Pyongyang rakes in hundreds of millions of dollars through illicit ship-to-ship transfers of coal.
Pyongyang rakes in hundreds of millions of dollars through illicit ship-to-ship transfers of coal.PHOTO: AFP

NEW YORK (BLOOMBERG) - North Korea is jump-starting the illegal export of coal after shutting down almost all shipments during the first few months of the year while it sought to block the spread of the coronavirus, according to a confidential United Nations report.

Although activity came to a near-halt between January and March, shipments of coal have resumed. Imports of goods and commodities by road and freight have also restarted, though not at pre-pandemic levels, a panel monitoring the enforcement of sanctions on North Korea said in a report to the Security Council.

North Korea "continued to flout Security Council resolutions through illicit maritime exports of coal, though it suspended it temporarily," the panel wrote. It cited evidence from one member showing that North Korea offloaded coal in Chinese territorial waters in late March.

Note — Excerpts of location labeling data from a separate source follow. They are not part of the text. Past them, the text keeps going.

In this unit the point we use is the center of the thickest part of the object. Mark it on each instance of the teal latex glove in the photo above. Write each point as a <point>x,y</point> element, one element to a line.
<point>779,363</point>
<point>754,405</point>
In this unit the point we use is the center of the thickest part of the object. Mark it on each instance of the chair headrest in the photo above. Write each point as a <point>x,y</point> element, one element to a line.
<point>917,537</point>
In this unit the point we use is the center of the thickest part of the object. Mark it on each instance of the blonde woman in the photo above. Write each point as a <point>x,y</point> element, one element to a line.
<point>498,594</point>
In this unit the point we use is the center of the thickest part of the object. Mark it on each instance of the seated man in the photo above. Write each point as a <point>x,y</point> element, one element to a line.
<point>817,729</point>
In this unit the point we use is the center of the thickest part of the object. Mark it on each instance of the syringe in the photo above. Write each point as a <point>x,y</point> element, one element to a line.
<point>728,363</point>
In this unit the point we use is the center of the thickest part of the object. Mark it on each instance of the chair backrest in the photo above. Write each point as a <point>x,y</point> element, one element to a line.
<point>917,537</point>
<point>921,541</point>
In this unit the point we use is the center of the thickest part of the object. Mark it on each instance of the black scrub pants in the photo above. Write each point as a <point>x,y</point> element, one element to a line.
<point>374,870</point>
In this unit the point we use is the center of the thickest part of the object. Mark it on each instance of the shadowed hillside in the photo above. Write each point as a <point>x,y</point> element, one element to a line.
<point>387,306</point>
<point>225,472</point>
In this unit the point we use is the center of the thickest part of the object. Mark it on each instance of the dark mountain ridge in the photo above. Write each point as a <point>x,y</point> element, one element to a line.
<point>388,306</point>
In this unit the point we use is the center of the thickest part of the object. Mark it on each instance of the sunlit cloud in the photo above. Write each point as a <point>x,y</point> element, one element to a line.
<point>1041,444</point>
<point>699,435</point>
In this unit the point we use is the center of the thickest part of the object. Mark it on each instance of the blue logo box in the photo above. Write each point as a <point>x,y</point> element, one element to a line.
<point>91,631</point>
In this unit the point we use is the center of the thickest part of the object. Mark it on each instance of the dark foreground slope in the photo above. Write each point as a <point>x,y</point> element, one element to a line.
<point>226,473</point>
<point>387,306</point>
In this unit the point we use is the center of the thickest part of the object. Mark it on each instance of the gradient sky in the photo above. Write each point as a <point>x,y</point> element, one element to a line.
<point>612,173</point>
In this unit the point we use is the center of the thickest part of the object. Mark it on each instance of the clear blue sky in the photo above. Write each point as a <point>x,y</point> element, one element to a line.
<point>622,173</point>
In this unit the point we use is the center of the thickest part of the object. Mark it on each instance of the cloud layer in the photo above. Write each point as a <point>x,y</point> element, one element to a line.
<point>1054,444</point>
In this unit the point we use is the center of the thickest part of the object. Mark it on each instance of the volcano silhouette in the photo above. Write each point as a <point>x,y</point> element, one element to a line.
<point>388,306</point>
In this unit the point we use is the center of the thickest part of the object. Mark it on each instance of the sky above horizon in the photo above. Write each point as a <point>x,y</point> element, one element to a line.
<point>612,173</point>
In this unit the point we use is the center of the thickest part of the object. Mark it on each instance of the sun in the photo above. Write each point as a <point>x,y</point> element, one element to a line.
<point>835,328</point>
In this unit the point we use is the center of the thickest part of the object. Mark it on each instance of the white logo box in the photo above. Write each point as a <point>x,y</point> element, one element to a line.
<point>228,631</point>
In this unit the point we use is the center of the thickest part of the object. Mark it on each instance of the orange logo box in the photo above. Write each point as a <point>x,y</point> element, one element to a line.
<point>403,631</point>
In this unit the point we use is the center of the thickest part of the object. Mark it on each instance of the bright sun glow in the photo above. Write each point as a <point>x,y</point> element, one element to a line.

The regime also continued to develop its nuclear weapons programme as leader Kim Jong Un's talks with US President Donald Trump on curbing it have sputtered, according to the panel. It said some member states believe North Korea probably has developed miniaturised nuclear warheads for its ballistic missiles.

North Korea's economy likely managed to eke out growth last year, but Kim's decision to shut borders in January due to the coronavirus slammed the brakes on the little legal trade the state has, and could send the economy into its biggest contraction in more than two decades, according to Fitch Solutions.

Even though North Korea has so far denied having any confirmed cases, Japanese Defence Minister Taro Kono said last month that he believes the disease may be spreading there and that Kim is keeping to himself to avoid infection.

A coal ban imposed by the UN is intended to deprive the North Korean regime of the cash it needs to develop nuclear weapons, but Pyongyang rakes in hundreds of millions of dollars through illicit ship-to-ship transfers. North Korea has also likely imported more petroleum this year than allowed under United Nations sanctions.

China, which together with Russia has been calling on the UN to ease sanctions, has been accused of looking the other way on sanctions evasion out of fear that a collapse of the Kim government could trigger a humanitarian crisis that would spread over its border.

The continued development of its nuclear programme includes "the production of highly enriched uranium and construction of an experimental light water reactor," the UN panel said. Several member states told the panel that a uranium enrichment facility in Yongbyon is still operating.